Suara.com - Wacana pengadaan iPad bagi anggota Dewan Perwakilan Rakyat (DPR) kembali mengemuka dan sontak menjadi sorotan tajam publik.
Di satu sisi, argumen mengenai kebutuhan transformasi digital untuk menunjang kinerja legislatif terdengar rasional.
Namun, di sisi lain, permintaan ini muncul di saat Indonesia tengah berjuang mengelola defisit anggaran yang tidak sedikit.
Hal ini memicu pertanyaan fundamental: seberapa penting dan mendesak pengadaan perangkat premium ini jika dihadapkan pada skala prioritas kebutuhan negara yang lebih luas?
Argumen utama yang kerap menjadi pembenaran adalah efisiensi kerja dan upaya mengurangi penggunaan kertas (paperless).
Dalam era digital, akses cepat terhadap ribuan halaman dokumen, undang-undang, dan bahan rapat adalah sebuah keniscayaan.
Penggunaan tablet dianggap dapat memangkas biaya cetak yang masif, mempercepat distribusi materi, dan mempermudah anggota dewan untuk bekerja secara mobile.
Secara teori, langkah ini sejalan dengan agenda reformasi birokrasi dan modernisasi parlemen yang didengungkan banyak negara maju.
Namun, urgensinya menjadi sangat debatable ketika diletakkan dalam konteks kondisi fiskal saat ini.
Baca Juga: Soal DPR Minta iPad ke Sri Mulyani, Formappi: Beli Sendirilah!
Ketika pemerintah sedang giat mencari cara untuk menambal defisit, pengadaan barang yang dipersepsikan sebagai kemewahan dapat dianggap sebagai bentuk insensitivitas terhadap kondisi ekonomi rakyat.
Mengapa Harus iPad?
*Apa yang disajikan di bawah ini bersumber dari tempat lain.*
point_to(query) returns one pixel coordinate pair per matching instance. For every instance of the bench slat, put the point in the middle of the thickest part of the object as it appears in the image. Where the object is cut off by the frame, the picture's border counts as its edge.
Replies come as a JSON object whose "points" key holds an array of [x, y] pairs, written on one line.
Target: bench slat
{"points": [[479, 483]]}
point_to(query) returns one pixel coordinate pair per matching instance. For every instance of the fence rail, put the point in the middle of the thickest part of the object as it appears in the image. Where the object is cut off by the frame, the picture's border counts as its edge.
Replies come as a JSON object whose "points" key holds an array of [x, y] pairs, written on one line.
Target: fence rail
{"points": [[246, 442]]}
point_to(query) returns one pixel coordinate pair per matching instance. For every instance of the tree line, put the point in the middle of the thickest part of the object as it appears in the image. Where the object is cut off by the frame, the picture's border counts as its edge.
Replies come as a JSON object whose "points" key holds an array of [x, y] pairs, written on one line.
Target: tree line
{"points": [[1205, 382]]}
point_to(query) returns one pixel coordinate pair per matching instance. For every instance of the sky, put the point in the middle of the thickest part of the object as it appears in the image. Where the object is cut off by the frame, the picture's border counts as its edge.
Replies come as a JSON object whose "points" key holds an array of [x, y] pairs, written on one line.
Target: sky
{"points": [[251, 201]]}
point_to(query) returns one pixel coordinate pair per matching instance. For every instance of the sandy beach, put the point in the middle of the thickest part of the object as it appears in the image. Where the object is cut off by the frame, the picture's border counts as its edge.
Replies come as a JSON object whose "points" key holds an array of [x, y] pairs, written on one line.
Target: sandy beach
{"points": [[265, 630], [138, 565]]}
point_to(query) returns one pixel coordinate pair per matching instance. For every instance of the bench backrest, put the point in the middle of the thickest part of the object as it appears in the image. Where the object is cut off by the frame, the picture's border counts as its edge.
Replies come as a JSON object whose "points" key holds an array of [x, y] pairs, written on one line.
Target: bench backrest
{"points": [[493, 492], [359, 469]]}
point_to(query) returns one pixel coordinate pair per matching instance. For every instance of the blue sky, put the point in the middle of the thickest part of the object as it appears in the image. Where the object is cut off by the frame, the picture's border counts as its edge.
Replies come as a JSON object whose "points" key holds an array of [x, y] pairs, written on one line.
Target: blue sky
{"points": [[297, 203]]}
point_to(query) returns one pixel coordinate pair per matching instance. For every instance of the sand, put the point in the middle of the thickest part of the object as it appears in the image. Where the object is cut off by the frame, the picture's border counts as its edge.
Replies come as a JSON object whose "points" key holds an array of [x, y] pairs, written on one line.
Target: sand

Sebuah Pertanyaan Kunci
Pertanyaan selanjutnya yang tak kalah penting adalah mengapa harus iPad? Pilihan yang spesifik pada produk besutan Apple ini seringkali menimbulkan kecurigaan tersendiri.
Alasan yang sering digunakan adalah faktor ekosistem, keamanan, dan kemudahan penggunaan. Ekosistem Apple yang terintegrasi dianggap memudahkan sinkronisasi data antar perangkat, sementara sistem operasinya (iOS/iPadOS) diklaim memiliki tingkat keamanan yang lebih solid dibandingkan kompetitor, sebuah aspek krusial untuk data kenegaraan.
Memilih iPad bukan sekadar memilih tablet, tetapi memilih ekosistem yang terintegrasi dan dianggap memiliki standar keamanan lebih tinggi. Namun, pertanyaan utamanya adalah apakah fitur premium tersebut sepadan dengan harganya untuk fungsi legislatif dasar. Pernyataan ini menyoroti inti masalahnya.
Bahkan Peneliti Forum Masyarakat Peduli Parlemen Indonesia Formappi, Lucius Karus menilai bahwa jika meminta iPad untuk menunjang kinerja anggota dewan tak begitu mendesak.